Q: What advice would you give to CEOs everywhere in regards to emerging technology?
A: I think there are two areas execs need keep an eye on. First, pay attention to 5G. It's not quite ready yet, but when it is, it's going to have a pretty dramatic impact on how businesses think about connectivity. We're going to run a POC this year with one of the carriers, transitioning one of our offices off of the corporate network, and having every device mobile enabled so that it's just on the mobile network. Because we’re now 100% cloud based, the only reason people would need the corporate network is to get to the internet. But why should we build significant corporate network infrastructure just so people can use the internet? We're talking about putting 5G SIM cards in laptops and desktop devices to allow people to be constantly connected. Instead of building a corporate network, we may put some repeaters for the cell signal. And that's it, that's our network.
We actually use a similar strategy when we do Coachella out in the desert. We work with all of the carriers to prop up and supplement their network infrastructure so that everybody has connectivity. That's always a big challenge when you put that many people in the desert.
The other emerging technology to watch is AI. I've been on the sidelines for a while when it comes to AI. But my wife has a Tesla, and I see how much smarter that car gets with every release. With everything Tesla’s learning from the hundreds of thousands of cars that are sending data back, they're getting smarter and smarter about how to drive that car. So far, the focus has been mostly on machine learning; it hasn't really been artificial intelligence in the most by-the-book definition of what artificial intelligence truly is. But I think we're getting close to machines being able to actually come up with solutions, not just pattern recognition.
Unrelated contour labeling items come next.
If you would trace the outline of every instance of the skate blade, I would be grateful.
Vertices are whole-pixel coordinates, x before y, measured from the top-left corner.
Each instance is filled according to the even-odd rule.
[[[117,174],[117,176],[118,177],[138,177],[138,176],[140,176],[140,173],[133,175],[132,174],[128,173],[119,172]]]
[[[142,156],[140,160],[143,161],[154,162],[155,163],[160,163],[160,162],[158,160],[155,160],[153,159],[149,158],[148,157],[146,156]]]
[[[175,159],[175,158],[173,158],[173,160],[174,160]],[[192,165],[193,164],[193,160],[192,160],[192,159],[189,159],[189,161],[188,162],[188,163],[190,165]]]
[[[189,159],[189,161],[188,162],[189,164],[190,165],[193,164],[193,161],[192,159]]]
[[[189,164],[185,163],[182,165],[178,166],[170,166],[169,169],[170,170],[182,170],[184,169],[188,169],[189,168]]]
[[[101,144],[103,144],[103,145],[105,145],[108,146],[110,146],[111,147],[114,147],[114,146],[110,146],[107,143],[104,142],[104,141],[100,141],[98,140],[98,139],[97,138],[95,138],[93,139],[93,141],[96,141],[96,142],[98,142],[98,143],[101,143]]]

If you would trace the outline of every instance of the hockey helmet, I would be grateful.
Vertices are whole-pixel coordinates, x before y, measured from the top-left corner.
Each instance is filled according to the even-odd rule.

It may be a few more years, but we're getting really close—it just feels different.
Q: What advice would you give to people working in technology today?
A: Learn. Never stop learning! Because the technology is constantly changing. In fact, one of AEG’s strategic goals for our operations group is helping all of our business users continuously learn about all of the changes that are coming. We have all kinds of productivity tools at our disposal—and because they're cloud based, they're constantly changing and improving. So a key question is: how do we change our methods of educating business users so that they understand all the tools they have at their disposal?
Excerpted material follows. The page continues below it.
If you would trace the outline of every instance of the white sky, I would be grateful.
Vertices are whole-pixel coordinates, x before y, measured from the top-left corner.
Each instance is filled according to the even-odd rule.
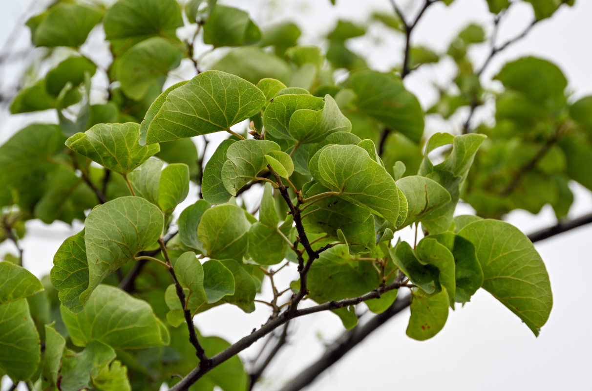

Q: Yes. Change management for humans became the bottleneck in innovation at some point. That's a recurring theme when I talk to CIOs. I hear people saying that disruption is now coming for the tech users themselves—they’re used to disrupting, but now they’re being disrupted and having to adapt.
A: Right, that is absolutely the case. And the pace of technology advancement isn’t going to change—it will keep coming. You probably read the book Who Moved My Cheese?—I think I read it like 10 years ago. But now it's more like the cheese is in a different place every day. It’s no longer the case that we encounter rare occasions when we have to go through a large change management project. Things are changing every day, so you've got to constantly be learning.